Apesar de viver na Polónia há já algum tempo. a maior parte das politiquices deste paísOs gémeos Jaroslaw e Lech Kaczynski - primeiro ministro e presidente da Polónia têm-me passado ao lado. Conscientemente optei por me manter mais ligado ao que se vai passando em Portugal do que propriamente ao que diga respeito à Polónia. Vejo televisão portuguesa, ouço rádio portuguesa e leio diariamente os jornais portugueses – no fundo vivo praticamente da mesma forma que viveria em Portugal e não é por estar tão longe que me desliguei daquele que é o meu país.

Embora dê pouca importância aos assuntos que dizem respeito à actualidade política polaca por vezes lá vou ouvindo qualquer coisa e normalmente fico negativamente surpreendido.

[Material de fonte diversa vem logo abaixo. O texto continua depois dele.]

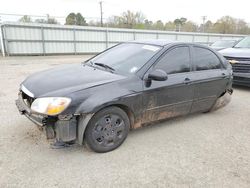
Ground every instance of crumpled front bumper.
[15,93,46,127]
[15,93,77,142]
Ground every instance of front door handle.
[183,78,191,84]
[221,72,227,78]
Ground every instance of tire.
[84,106,130,153]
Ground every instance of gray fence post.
[73,27,76,55]
[3,25,10,56]
[0,25,5,57]
[41,26,45,56]
[105,27,109,49]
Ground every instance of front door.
[191,46,229,113]
[142,46,194,123]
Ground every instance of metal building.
[0,22,244,56]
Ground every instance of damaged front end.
[16,90,78,143]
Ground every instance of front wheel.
[85,107,130,153]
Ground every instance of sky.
[0,0,250,24]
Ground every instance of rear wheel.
[85,107,130,153]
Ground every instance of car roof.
[129,39,179,46]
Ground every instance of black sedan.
[16,40,232,152]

A última notícia, que causou alguma perplexidade um pouco por todo o mundo, prende-se com a nova “lei da purificação” do passado comunista. Basicamente, o Estado vai obrigar mais de 700.000 polacos (funcionários públicos, toda a comunicação social, gestores de quaisquer empresas cotadas em bolsa e pessoas que trabalhem em universidades ou institutos científicos) a responder à questão “Colaborou secretamente e conscientemente com os serviços de segurança comunistas?” – caso respondam afirmativamente poderão ser despedidos com justa causa, caso mintam e se prove que o fizeram serão impedidos de exercer a sua profissão durante 10 anos!

A grande ironia desta lei é que pode-se dar o caso de os maiores combatentes do regime dictatorial serem mesmo os maiores lesados uma vez que a policia secreta polaca tinha como prática corrente classificar os opositores ao regime como espiões ou informadores secretos de modo a lhes destruir a reputação.

Diz-se ainda que, dada a quantidade absurda de informação que terá de ser analisada, é possível que este processo só esteja concluído em 2023!!!

Para além da “lei da purificação”, a coligação ultraconservadora que governa o país decidiu também durante a última semana que todos os professores homossexuais (aliás que “promovam a cultura homossexual”) deverão ser despedidos. Em estudo está ainda a proibição do aborto em TODAS as circunstâncias, inclusivamente nos casos de violação, incesto ou mal-formação do feto.